You can think of the log file as a queue or message stream that’s being collaboratively read and written by all of the clients. This sounds like something you’d need a fancy web-app to manage, but it turns out that all it takes is a typical HTTP 1.1 server and a trivial server-side script.
The download is a conditional GET, as used for fetching feeds themselves. The difference is that you use a “Range:” header to request only the bytes past the last known EOF. For example, if the last time you read the log it was 123456 bytes long, you add the header “Range: 123456-” to the request. This ensures that you only get back the new bytes that were added to the end. (And since this is a conditional GET, if the file hasn’t changed at all you just get back an empty 304 response.)
That’s all you need to do to track changes. Since the file is append-only, the only bytes you need to read are the ones added to the end. This request efficiently sends you just those bytes.
What’s cool is that this require no server-side software. If the log is a static file, any regular HTTP server like Apache will automatically handle GET requests for it, even byte-range ones. (Ranges are already used by browsers to resume interrupted downloads.) And it sends the response at high speed, since the server’s just streaming from a file, without multiple back-and-forth requests and without expensive database queries.
How about writing? Ideally you’d use the same approach, with a byte-range PUT that specifies that the request body should go at the end of the file. Unfortunately most servers don’t support this for static files, even though it’s basically just HTTP 1.1. But it’s really easy to implement. Any PHP crufter should be able to whip up a one-page script that simply responds to a POST by reading the request body and appending it to a local file (while doing the necessary ETag and range verification.) The great thing is that this script doesn’t have to know anything at all about RSS or subscriptions or unread counts; it’s completely generic. You can upgrade the data model without having to touch the script, and you could use the same script to sync anything, not just RSS.
(Yes, there is a semi-obvious drawback to this protocol: the file grows without limit.
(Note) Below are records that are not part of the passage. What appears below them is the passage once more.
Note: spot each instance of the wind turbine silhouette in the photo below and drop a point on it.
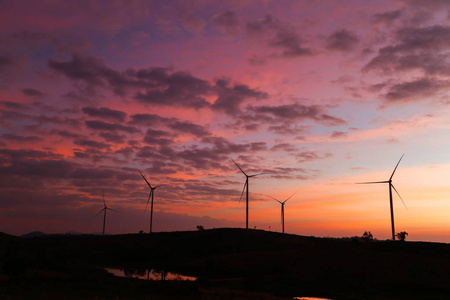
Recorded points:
(391, 186)
(152, 193)
(105, 208)
(245, 189)
(282, 207)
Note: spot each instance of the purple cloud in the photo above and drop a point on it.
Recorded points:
(342, 40)
(105, 113)
(100, 125)
(33, 93)
(231, 97)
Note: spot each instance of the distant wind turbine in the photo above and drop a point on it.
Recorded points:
(282, 208)
(245, 189)
(105, 208)
(152, 193)
(391, 186)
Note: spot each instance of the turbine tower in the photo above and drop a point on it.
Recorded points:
(391, 186)
(245, 189)
(105, 208)
(282, 208)
(152, 193)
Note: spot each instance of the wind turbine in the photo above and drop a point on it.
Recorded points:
(105, 208)
(152, 193)
(282, 207)
(391, 186)
(245, 189)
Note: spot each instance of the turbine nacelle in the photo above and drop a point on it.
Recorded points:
(391, 187)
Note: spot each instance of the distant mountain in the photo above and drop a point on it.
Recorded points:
(5, 235)
(33, 234)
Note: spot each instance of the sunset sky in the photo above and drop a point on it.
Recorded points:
(317, 95)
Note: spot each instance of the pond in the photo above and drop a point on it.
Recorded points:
(309, 298)
(148, 274)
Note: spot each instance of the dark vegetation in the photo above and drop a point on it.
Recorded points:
(230, 264)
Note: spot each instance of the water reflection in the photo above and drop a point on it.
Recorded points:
(148, 274)
(310, 298)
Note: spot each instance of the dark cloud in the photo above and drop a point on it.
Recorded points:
(190, 128)
(290, 173)
(297, 112)
(20, 139)
(278, 35)
(94, 72)
(113, 138)
(158, 138)
(149, 120)
(189, 20)
(223, 146)
(105, 113)
(305, 156)
(67, 134)
(230, 97)
(417, 48)
(416, 90)
(387, 17)
(338, 134)
(179, 88)
(91, 144)
(342, 40)
(227, 21)
(33, 93)
(33, 163)
(100, 125)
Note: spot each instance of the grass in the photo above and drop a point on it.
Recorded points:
(230, 264)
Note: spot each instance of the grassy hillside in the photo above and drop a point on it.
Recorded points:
(230, 264)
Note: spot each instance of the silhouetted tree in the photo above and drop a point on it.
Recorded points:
(367, 236)
(402, 235)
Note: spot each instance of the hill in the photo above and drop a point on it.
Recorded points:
(238, 263)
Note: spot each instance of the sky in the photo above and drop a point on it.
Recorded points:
(315, 95)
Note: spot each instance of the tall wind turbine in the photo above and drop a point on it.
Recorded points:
(152, 193)
(105, 208)
(245, 189)
(282, 207)
(391, 186)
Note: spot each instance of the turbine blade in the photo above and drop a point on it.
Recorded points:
(396, 167)
(275, 199)
(289, 198)
(99, 212)
(371, 182)
(239, 167)
(145, 180)
(149, 195)
(256, 174)
(245, 185)
(399, 195)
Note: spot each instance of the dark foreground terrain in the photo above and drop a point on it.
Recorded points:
(229, 264)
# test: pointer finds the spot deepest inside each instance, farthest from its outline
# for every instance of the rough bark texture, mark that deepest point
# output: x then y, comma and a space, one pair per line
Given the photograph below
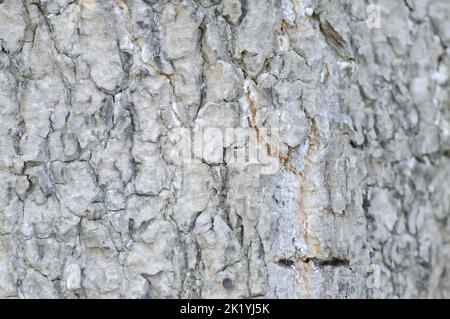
94, 203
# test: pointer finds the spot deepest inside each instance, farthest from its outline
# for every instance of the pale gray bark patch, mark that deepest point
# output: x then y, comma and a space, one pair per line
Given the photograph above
94, 204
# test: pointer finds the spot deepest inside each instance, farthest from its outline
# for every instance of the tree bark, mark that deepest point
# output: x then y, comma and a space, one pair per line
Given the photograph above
224, 149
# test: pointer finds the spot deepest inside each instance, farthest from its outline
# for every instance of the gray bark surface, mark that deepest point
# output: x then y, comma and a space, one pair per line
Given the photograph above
96, 203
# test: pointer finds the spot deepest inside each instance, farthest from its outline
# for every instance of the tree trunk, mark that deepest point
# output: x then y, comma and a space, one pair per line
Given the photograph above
227, 149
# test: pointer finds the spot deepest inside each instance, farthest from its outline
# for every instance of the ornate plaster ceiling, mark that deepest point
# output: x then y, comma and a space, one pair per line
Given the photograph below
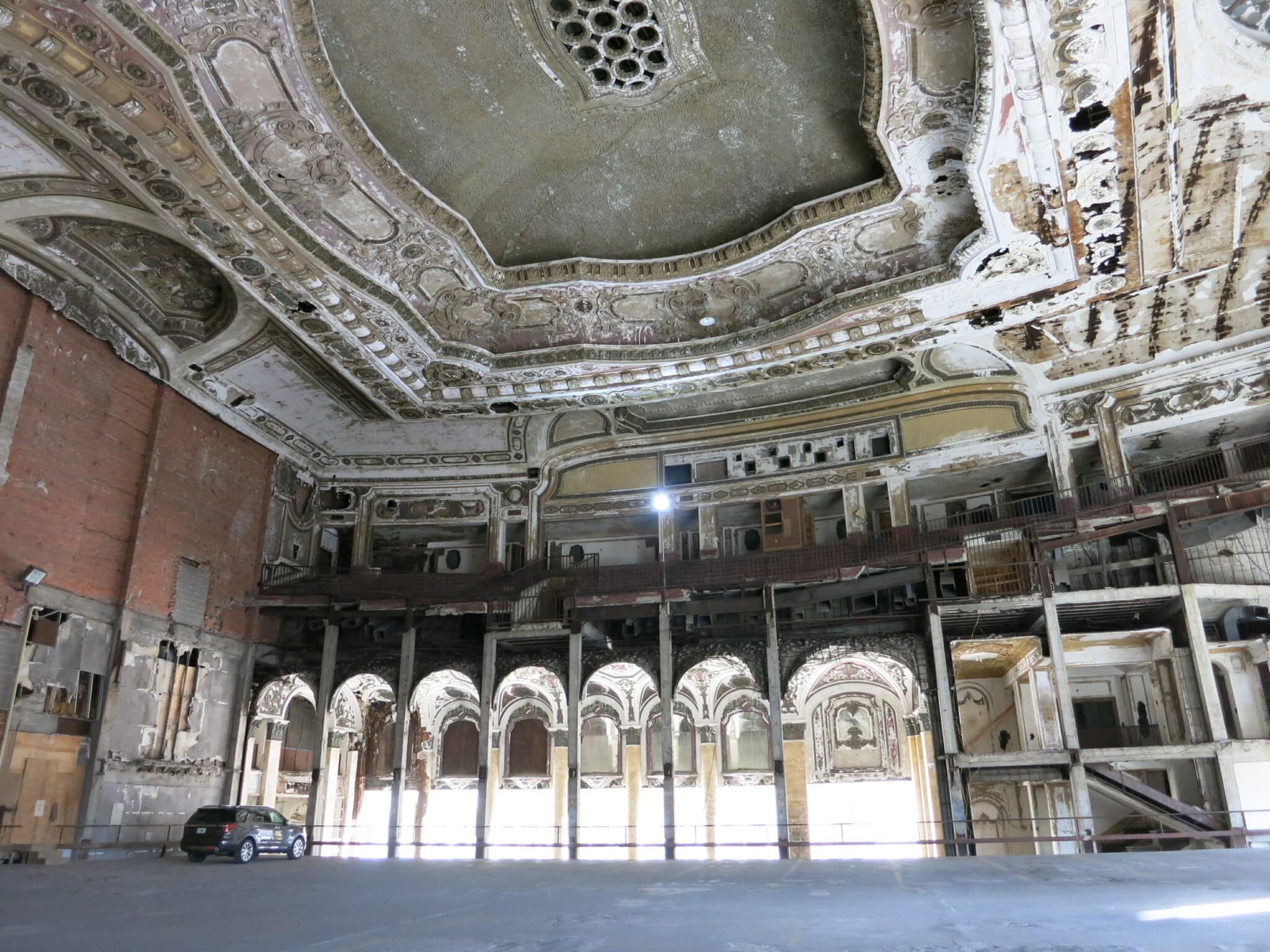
355, 271
471, 108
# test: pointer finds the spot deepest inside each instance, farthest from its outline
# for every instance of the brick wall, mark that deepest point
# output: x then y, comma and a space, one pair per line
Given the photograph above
78, 493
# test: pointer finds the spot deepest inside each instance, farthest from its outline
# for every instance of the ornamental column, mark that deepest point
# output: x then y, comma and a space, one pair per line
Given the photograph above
276, 733
709, 765
796, 788
326, 684
401, 736
633, 765
574, 776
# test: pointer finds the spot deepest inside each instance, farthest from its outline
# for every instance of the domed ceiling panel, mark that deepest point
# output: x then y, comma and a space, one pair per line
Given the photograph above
470, 108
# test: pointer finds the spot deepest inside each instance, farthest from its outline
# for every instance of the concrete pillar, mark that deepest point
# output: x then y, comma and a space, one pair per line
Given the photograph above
1081, 805
561, 832
708, 526
574, 690
270, 769
897, 491
1213, 716
483, 760
633, 769
350, 778
495, 539
1060, 456
854, 508
709, 770
1048, 724
934, 815
326, 684
401, 736
668, 534
796, 788
666, 660
1116, 464
774, 718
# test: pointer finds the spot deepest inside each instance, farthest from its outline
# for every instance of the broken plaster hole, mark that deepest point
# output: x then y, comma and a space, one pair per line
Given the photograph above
1089, 117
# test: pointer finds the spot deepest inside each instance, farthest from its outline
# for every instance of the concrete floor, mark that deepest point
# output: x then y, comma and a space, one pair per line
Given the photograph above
986, 906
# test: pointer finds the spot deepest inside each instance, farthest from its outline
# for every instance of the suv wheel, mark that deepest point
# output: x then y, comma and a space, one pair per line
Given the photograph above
247, 852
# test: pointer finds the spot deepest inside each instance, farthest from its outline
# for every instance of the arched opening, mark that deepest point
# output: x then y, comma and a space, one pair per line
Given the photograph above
859, 759
460, 751
747, 743
530, 767
441, 783
601, 751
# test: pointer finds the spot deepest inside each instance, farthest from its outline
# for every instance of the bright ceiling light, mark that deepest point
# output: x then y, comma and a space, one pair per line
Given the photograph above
1208, 910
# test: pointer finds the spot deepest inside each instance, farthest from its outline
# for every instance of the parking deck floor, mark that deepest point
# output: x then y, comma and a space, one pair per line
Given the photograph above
1189, 901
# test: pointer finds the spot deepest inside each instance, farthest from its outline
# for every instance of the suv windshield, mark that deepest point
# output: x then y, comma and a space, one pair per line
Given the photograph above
213, 815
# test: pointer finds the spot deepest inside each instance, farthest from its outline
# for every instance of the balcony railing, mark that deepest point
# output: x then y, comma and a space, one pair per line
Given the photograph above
992, 546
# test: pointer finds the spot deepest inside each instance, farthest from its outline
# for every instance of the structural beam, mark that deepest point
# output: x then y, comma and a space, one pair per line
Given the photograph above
667, 690
326, 684
574, 689
774, 716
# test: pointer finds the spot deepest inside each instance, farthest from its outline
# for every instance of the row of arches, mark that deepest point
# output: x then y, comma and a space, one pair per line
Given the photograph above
851, 719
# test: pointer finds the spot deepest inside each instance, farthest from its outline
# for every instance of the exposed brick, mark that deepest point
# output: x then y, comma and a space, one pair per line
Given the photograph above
76, 471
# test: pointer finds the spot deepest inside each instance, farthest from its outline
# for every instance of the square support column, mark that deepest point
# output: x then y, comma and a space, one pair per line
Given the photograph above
666, 660
1213, 716
487, 697
708, 528
402, 736
350, 819
326, 684
633, 769
272, 758
574, 777
1081, 804
774, 718
958, 801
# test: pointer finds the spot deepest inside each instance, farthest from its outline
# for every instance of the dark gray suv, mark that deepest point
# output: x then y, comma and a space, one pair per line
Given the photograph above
241, 832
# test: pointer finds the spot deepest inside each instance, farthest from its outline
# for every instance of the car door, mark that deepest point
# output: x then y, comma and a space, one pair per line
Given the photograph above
278, 824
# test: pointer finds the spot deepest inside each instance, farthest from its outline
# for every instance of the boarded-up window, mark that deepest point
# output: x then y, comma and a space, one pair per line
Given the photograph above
601, 747
747, 743
175, 679
192, 584
685, 748
528, 749
459, 748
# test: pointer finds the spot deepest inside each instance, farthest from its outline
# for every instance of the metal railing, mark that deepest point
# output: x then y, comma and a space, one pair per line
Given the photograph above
967, 539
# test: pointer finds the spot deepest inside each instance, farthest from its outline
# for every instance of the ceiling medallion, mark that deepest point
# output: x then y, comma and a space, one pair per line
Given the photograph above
613, 52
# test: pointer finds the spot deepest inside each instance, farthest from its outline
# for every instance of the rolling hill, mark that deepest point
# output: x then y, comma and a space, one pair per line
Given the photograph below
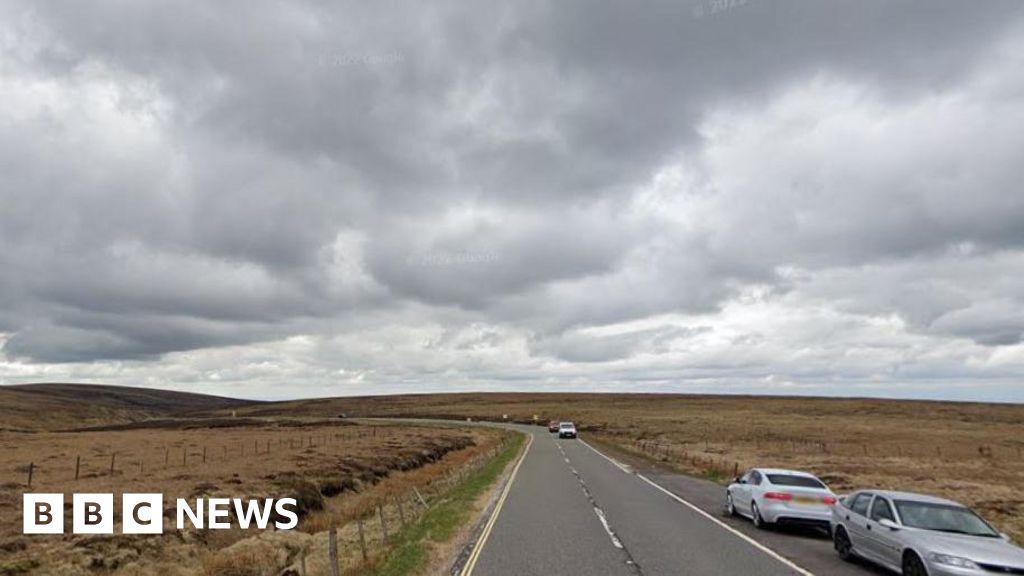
60, 406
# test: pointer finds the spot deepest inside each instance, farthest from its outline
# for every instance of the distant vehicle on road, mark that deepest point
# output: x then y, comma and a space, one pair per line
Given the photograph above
770, 496
918, 535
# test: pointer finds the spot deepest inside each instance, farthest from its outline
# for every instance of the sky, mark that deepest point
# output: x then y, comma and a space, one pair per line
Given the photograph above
300, 199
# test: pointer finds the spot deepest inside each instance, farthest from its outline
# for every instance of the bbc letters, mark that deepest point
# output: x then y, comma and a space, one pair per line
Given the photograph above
143, 513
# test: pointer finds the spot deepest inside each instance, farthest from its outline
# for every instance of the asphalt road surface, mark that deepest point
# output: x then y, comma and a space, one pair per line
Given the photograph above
571, 510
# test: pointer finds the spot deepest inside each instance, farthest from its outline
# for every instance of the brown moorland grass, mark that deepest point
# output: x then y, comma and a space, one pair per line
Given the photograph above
971, 452
338, 470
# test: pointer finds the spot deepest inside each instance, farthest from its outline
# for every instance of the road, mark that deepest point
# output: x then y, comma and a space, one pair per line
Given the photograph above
570, 510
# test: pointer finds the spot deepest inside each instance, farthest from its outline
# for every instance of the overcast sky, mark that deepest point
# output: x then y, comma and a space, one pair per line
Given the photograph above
295, 199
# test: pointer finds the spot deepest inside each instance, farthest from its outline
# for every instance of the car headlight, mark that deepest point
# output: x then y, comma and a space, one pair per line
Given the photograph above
955, 561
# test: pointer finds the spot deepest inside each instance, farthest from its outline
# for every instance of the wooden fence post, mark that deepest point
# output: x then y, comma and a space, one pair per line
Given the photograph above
420, 496
333, 550
380, 512
363, 539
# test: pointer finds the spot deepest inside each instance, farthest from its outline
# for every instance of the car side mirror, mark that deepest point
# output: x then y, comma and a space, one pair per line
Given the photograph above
888, 524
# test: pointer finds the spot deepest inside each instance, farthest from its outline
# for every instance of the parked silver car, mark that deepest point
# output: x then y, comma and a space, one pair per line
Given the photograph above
770, 496
919, 535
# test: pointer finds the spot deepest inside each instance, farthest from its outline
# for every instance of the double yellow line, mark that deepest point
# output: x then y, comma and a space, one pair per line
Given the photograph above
471, 563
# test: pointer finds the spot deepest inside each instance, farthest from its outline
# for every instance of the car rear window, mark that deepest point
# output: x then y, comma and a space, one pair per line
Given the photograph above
797, 481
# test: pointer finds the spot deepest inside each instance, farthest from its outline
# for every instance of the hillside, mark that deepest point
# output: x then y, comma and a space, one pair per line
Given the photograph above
59, 406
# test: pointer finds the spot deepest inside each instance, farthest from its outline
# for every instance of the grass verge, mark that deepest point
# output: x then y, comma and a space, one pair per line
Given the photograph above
411, 547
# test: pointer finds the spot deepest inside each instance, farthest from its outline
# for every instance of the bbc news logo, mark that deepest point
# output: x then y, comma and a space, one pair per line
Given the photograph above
143, 513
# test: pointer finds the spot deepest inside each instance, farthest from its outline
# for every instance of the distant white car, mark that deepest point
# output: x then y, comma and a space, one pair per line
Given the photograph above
770, 496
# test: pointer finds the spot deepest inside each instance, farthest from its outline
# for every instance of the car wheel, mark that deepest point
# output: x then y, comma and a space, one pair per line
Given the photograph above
756, 515
912, 565
844, 547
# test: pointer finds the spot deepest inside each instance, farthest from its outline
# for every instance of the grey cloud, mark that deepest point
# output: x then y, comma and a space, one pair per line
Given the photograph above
180, 179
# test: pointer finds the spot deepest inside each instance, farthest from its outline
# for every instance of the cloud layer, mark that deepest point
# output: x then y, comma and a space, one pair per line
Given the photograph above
295, 199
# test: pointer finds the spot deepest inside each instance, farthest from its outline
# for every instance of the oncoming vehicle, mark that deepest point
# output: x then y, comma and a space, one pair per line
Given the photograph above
918, 535
770, 496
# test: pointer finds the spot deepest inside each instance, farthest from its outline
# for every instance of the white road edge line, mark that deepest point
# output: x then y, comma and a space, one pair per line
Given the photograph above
728, 528
604, 522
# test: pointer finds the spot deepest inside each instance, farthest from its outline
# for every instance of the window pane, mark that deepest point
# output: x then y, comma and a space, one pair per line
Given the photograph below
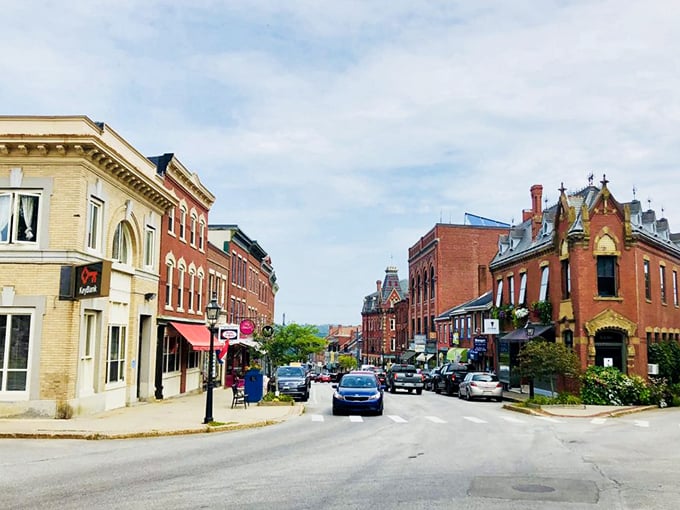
16, 381
18, 342
4, 217
27, 222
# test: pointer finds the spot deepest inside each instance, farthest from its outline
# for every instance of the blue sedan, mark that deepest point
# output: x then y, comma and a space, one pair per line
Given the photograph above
358, 393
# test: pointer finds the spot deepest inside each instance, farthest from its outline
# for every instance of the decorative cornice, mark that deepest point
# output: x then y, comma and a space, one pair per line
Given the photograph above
102, 157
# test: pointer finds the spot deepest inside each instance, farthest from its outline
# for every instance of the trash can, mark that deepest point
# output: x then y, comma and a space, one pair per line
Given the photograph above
253, 385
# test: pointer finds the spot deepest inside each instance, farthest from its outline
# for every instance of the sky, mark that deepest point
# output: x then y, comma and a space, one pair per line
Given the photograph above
337, 133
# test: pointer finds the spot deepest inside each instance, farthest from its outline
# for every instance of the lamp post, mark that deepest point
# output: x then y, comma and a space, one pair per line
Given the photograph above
212, 311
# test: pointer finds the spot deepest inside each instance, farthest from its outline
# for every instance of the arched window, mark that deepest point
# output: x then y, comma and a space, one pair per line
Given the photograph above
122, 246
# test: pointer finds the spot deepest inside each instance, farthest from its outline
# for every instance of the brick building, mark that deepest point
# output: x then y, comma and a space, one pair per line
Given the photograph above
378, 319
246, 292
598, 274
448, 266
80, 216
182, 336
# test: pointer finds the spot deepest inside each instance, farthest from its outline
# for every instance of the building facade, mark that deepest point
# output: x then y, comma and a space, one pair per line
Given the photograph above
182, 335
448, 266
80, 216
594, 273
378, 319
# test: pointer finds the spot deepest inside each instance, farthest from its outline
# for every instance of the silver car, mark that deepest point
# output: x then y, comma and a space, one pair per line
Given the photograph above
481, 385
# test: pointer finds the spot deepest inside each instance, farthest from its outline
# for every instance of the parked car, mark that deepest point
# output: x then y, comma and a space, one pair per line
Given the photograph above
481, 385
429, 378
358, 392
449, 378
291, 380
404, 377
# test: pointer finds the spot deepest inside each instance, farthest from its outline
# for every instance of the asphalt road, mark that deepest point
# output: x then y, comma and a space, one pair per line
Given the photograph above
428, 451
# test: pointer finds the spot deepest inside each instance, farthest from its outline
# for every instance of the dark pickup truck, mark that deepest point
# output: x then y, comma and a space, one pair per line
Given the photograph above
404, 377
449, 378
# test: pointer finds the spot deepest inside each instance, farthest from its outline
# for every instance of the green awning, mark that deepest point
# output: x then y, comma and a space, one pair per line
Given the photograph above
457, 354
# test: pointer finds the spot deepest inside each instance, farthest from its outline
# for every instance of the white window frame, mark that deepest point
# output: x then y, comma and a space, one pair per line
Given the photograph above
522, 289
499, 293
149, 246
543, 293
12, 210
94, 224
119, 358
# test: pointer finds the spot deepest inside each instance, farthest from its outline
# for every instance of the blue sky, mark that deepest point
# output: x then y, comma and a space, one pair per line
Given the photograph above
338, 133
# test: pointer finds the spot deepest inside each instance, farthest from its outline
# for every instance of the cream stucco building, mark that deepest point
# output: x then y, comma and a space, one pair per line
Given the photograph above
75, 195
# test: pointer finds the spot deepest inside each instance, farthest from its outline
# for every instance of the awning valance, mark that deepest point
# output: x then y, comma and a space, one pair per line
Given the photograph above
520, 334
457, 354
198, 335
407, 355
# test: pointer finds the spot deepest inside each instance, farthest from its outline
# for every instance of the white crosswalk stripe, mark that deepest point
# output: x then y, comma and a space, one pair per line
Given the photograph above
474, 420
434, 419
512, 419
397, 419
547, 418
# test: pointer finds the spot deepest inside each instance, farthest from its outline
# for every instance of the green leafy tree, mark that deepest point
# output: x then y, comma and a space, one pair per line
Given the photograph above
347, 363
540, 359
292, 342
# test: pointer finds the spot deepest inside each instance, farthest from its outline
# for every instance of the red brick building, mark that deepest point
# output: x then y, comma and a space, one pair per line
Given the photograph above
598, 274
378, 319
246, 292
448, 266
182, 336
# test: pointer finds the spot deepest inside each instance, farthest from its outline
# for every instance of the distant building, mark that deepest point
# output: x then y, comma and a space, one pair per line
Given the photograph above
597, 274
378, 319
449, 266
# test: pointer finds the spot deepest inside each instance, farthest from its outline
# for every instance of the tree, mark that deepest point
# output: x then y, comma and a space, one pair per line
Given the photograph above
542, 359
347, 362
292, 342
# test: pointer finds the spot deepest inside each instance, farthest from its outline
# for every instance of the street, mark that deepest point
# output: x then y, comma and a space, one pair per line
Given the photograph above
427, 451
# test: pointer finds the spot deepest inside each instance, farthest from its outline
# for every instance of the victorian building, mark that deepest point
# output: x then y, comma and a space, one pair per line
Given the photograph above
80, 219
182, 335
378, 319
595, 273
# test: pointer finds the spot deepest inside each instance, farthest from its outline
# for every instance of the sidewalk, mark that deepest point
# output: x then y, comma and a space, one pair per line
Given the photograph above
184, 415
568, 411
173, 416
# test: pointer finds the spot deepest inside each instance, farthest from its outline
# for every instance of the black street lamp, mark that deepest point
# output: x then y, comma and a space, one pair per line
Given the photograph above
212, 311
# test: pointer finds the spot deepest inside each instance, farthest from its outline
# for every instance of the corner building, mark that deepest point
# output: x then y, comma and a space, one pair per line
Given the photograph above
607, 270
80, 208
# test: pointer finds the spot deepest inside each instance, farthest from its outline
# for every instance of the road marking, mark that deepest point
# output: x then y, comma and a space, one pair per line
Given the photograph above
397, 419
546, 418
435, 419
512, 419
474, 420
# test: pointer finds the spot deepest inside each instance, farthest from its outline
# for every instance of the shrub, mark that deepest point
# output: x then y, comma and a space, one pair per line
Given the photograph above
271, 397
608, 386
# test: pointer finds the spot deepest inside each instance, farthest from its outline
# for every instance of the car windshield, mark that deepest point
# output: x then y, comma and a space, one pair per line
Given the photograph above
290, 372
354, 381
485, 378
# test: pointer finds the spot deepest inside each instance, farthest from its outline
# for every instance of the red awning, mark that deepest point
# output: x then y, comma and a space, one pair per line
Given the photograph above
197, 335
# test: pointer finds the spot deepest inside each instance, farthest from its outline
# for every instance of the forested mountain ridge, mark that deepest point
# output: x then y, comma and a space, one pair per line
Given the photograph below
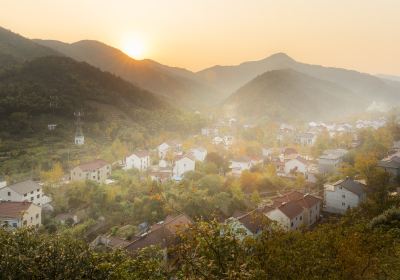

Surprisingly, this is not a problem most of the time, since clients only upload or download new data; the only real limit is the maximum file size or disk quota allowed by the server. But it does present a problem for a new client, whose first-time sync would download the entire file. This can be worked around by having new clients ignore very old data (only download the latest 10MB, say) or by periodically writing a compact subscription list to a separate URL.)
February 9th, 2010 at 11:09 AM
Your REST-logging is almost exactly a description of how CouchDB replication works, except CouchDB works even when thousands of people are sharing the same data set at the same time.
I described replication in more detail here for those who are interested:
http://jchrisa.net/drl/_design/sofa/_show/post/CouchDB-Implements-a-Fundamental-Algorithm
February 9th, 2010 at 11:37 AM
It’s similar, except that all the smarts live on only one side (the client), so the pull is a simple HTTP GET and the push could theoretically be a PUT but in the real world is a really simple server-side script.
This does limit it compared to what CouchDB can do, but it also means there’s a very low bar for setting up the server. (Whereas it’s very unlikely you’ll be able to run an Erlang server process without an expensive hosting plan.)
February 11th, 2010 at 12:14 PM
Would it be reasonable to also compress the read data in the form “for this feed, from august until november, the user has read everything”? This would mean that less data has to be stored on the server, and an initial synching would be much faster.
March 5th, 2010 at 11:10 AM
Why not use git?
March 6th, 2010 at 4:58 PM
Because it requires complex software on the server side, that practically no one has the capability of installing. The client-side software is also pretty large and complex.